Wednesday, 20 December 2017

Futility of Measuring "Inputs"

“I will do this for one more year and then I will have enough to afford to do something else”.

“If I work hard for another 6 months I will achieve the promotion then it will be easier”.

“Just 3 more months and this project will be completed and then I can get back to normal”.

Or perhaps it goes like this:

“Sales have dropped off and we all have to work longer to make up for it”.

“There is a recruiting freeze so we are covering for vacant roles”.

At different times I have used one or more of these phrases to justify my actions and my work habits. I have used them knowing them to be an excuse and a crux of security.

And when each mile stone comes around, there is another to take its place; they overlap.

One more year wasn’t “enough”, the promotion was yet another 6 months away, then another 6 months and each project was replaced by another.

And at the end of the year, we look back with a sense of exhaustion and compliment ourselves and each other on the inputs we have achieved.

But what has been achieved and who cares?

Have you ever taken a moment to asses, and I mean really, deep down and honestly asses what “SUCCESS” means to you.

If we judge success on our "inputs", we will never be successful.

Controversial comment?
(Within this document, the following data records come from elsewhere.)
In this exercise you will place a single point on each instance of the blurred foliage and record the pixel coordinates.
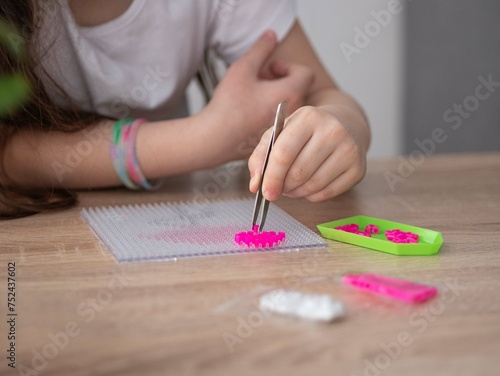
(14, 88)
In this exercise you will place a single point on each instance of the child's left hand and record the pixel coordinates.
(316, 156)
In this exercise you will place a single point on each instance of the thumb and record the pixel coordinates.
(256, 56)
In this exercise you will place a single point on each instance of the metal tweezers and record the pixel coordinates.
(279, 123)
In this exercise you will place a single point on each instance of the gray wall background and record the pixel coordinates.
(449, 45)
(424, 60)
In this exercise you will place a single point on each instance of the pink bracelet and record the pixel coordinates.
(133, 168)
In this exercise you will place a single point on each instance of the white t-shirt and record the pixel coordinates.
(140, 63)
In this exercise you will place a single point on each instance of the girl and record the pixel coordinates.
(108, 104)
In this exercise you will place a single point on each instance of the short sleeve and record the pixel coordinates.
(237, 24)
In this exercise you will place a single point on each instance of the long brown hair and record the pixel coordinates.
(39, 112)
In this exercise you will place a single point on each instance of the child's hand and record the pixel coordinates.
(316, 157)
(245, 100)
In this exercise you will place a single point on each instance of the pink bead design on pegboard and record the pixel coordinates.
(259, 239)
(398, 236)
(354, 229)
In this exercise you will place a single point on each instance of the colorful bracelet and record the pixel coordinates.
(123, 155)
(131, 157)
(117, 152)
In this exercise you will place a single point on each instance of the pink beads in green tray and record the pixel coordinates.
(395, 236)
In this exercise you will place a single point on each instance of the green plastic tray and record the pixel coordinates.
(429, 241)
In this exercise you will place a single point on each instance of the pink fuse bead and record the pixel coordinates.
(353, 228)
(259, 239)
(398, 236)
(400, 289)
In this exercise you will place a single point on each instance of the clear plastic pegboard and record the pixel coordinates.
(168, 231)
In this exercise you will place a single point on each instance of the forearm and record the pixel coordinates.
(82, 159)
(343, 107)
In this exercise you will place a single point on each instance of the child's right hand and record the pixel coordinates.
(245, 100)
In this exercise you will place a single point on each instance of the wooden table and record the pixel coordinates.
(81, 313)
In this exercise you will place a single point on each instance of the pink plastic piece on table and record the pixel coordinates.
(259, 239)
(398, 236)
(400, 289)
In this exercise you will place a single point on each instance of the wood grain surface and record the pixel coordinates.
(79, 312)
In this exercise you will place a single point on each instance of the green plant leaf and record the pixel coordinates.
(14, 91)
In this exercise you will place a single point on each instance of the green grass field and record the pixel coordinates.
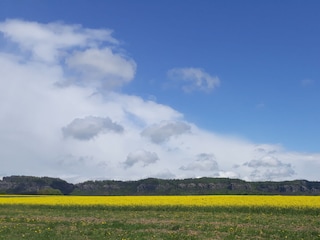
(101, 222)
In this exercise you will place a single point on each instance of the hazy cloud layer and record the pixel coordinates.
(61, 115)
(194, 79)
(203, 162)
(142, 156)
(89, 127)
(159, 133)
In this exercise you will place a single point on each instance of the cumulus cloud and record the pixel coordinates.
(45, 42)
(159, 133)
(142, 156)
(203, 162)
(194, 79)
(93, 57)
(89, 127)
(62, 80)
(103, 67)
(268, 166)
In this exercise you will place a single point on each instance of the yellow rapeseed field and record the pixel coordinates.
(200, 201)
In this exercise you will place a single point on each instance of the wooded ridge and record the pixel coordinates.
(154, 186)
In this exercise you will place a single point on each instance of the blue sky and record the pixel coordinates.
(231, 74)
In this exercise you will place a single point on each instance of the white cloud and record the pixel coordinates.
(142, 156)
(159, 133)
(132, 138)
(45, 41)
(203, 162)
(102, 68)
(89, 127)
(194, 79)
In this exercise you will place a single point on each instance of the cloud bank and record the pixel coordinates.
(62, 114)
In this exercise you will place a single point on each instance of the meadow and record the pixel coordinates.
(159, 217)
Maybe, but think about it.

If “inputs” are our measure or the crux we cling to to justify ourselves, there is always more to give. Enough is never, ever enough. There are more hours in the day and we will always be seeking to do more in the same space of time.
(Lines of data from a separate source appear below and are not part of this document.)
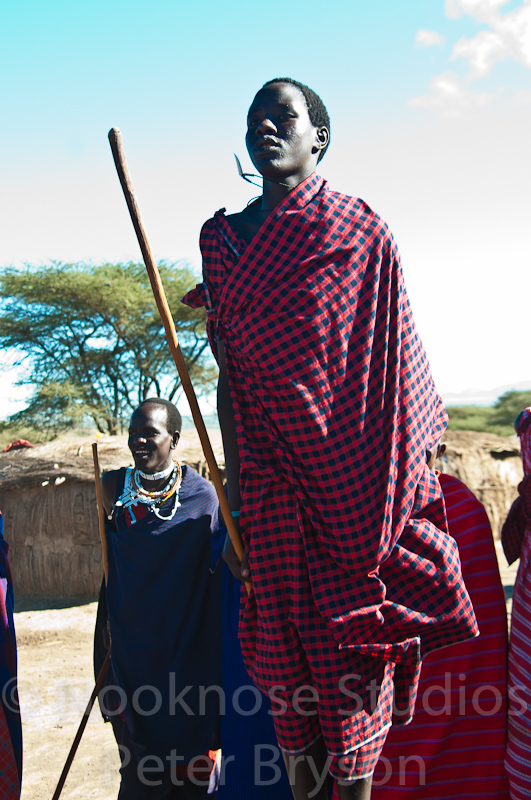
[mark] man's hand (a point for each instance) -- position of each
(240, 571)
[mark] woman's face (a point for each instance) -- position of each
(150, 443)
(280, 138)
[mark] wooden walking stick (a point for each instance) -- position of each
(101, 677)
(115, 139)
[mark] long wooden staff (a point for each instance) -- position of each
(101, 677)
(115, 139)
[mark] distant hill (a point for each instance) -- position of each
(483, 397)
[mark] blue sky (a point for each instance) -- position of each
(430, 102)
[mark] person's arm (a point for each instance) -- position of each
(232, 463)
(518, 518)
(108, 489)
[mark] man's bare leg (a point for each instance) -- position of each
(355, 790)
(307, 772)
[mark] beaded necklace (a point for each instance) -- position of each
(134, 492)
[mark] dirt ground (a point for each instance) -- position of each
(55, 683)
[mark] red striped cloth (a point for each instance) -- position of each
(455, 745)
(334, 407)
(517, 528)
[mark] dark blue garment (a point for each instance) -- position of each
(8, 658)
(248, 739)
(164, 612)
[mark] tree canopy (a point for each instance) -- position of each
(93, 341)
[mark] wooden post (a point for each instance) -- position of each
(115, 139)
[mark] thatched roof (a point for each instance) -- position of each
(71, 459)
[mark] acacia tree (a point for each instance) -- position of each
(93, 341)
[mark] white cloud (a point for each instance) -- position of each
(448, 94)
(508, 36)
(429, 38)
(522, 98)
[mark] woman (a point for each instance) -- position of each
(327, 407)
(162, 605)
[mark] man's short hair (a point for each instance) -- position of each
(316, 108)
(173, 418)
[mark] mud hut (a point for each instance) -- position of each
(48, 501)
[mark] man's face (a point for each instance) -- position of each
(281, 140)
(149, 441)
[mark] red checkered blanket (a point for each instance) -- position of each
(333, 394)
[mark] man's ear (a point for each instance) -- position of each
(322, 137)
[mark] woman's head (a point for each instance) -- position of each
(288, 130)
(154, 431)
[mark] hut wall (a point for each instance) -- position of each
(54, 545)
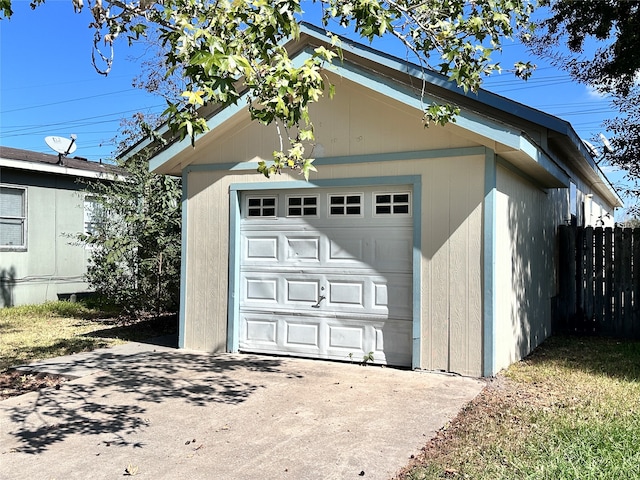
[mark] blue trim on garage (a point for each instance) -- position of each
(416, 359)
(236, 189)
(351, 159)
(183, 263)
(489, 261)
(233, 305)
Judging our success by way of inputs will always result in dissatisfaction, frustration and failure.

As we continue to look back on 2017 and forward to 2018, honestly assess what you mean by and how you measure your own success.

If your measure happens to be financial, do you have a figure in mind in order to know when you have achieved success. If you are on the treadmill of always wanting more for the sake of having more, you will never achieve success.

If this is you, perhaps another measure will be more positive and the side benefit will be financial gain.

Perhaps you desire the financial success in order to buy the next car, house of holiday. Ask yourself “who am I trying to impress”?

I will bet that whoever it is, won’t care and won’t be impressed anyway.

If someone is worth anything at all, they will care about “who we are” rather than by “what we have”.